Coding theory is the branch of mathematics and computer science that studies the design of error-detecting and error-correcting codes for the reliable transmission and storage of data. At its core, the field addresses a fundamental problem: how can information be encoded so that errors introduced during transmission through a noisy channel can be detected and corrected by the receiver? The discipline draws on abstract algebra, linear algebra, probability theory, and combinatorics to construct codes with provable guarantees on their error-handling capabilities.
The foundations of coding theory were established by Claude Shannon in his landmark 1948 paper 'A Mathematical Theory of Communication,' which proved that reliable communication is possible over noisy channels as long as the transmission rate stays below the channel capacity. Richard Hamming soon followed with the first practical error-correcting codes in 1950, after growing frustrated with unreliable punch-card readers at Bell Labs. These pioneering works launched decades of research that produced increasingly powerful code families, including Reed-Solomon codes, BCH codes, convolutional codes, turbo codes, and low-density parity-check (LDPC) codes.

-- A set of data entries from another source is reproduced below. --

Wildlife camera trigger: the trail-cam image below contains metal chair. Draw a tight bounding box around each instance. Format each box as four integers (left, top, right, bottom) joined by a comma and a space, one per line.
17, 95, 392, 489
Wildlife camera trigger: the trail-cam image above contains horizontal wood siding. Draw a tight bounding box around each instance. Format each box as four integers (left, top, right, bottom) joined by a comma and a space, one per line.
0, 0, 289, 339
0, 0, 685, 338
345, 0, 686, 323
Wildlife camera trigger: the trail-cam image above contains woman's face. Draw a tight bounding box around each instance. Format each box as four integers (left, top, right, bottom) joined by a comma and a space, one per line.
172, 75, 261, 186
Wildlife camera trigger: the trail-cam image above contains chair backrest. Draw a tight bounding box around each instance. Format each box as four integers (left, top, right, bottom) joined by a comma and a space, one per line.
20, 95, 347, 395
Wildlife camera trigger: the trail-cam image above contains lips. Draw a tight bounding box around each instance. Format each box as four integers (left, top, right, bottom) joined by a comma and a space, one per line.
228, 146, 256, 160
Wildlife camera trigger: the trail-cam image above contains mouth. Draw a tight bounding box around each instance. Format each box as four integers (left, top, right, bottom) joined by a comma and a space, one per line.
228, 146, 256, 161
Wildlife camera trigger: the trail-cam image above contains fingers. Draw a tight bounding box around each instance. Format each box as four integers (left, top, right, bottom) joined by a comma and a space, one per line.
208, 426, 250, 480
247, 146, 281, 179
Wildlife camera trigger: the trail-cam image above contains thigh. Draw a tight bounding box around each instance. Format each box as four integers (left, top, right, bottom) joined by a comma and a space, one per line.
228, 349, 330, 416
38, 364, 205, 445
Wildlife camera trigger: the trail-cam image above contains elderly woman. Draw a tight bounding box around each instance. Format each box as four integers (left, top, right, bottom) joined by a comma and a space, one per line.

Today, coding theory is indispensable across modern technology. Reed-Solomon codes protect data on CDs, DVDs, Blu-ray discs, and QR codes. LDPC codes and polar codes underpin 5G wireless standards. Convolutional codes with Viterbi decoding enabled deep-space communication for NASA missions. Beyond classical applications, coding theory now intersects with quantum computing through quantum error-correcting codes, with distributed systems through erasure codes used in cloud storage, and with cryptography through connections between codes and lattice-based encryption schemes.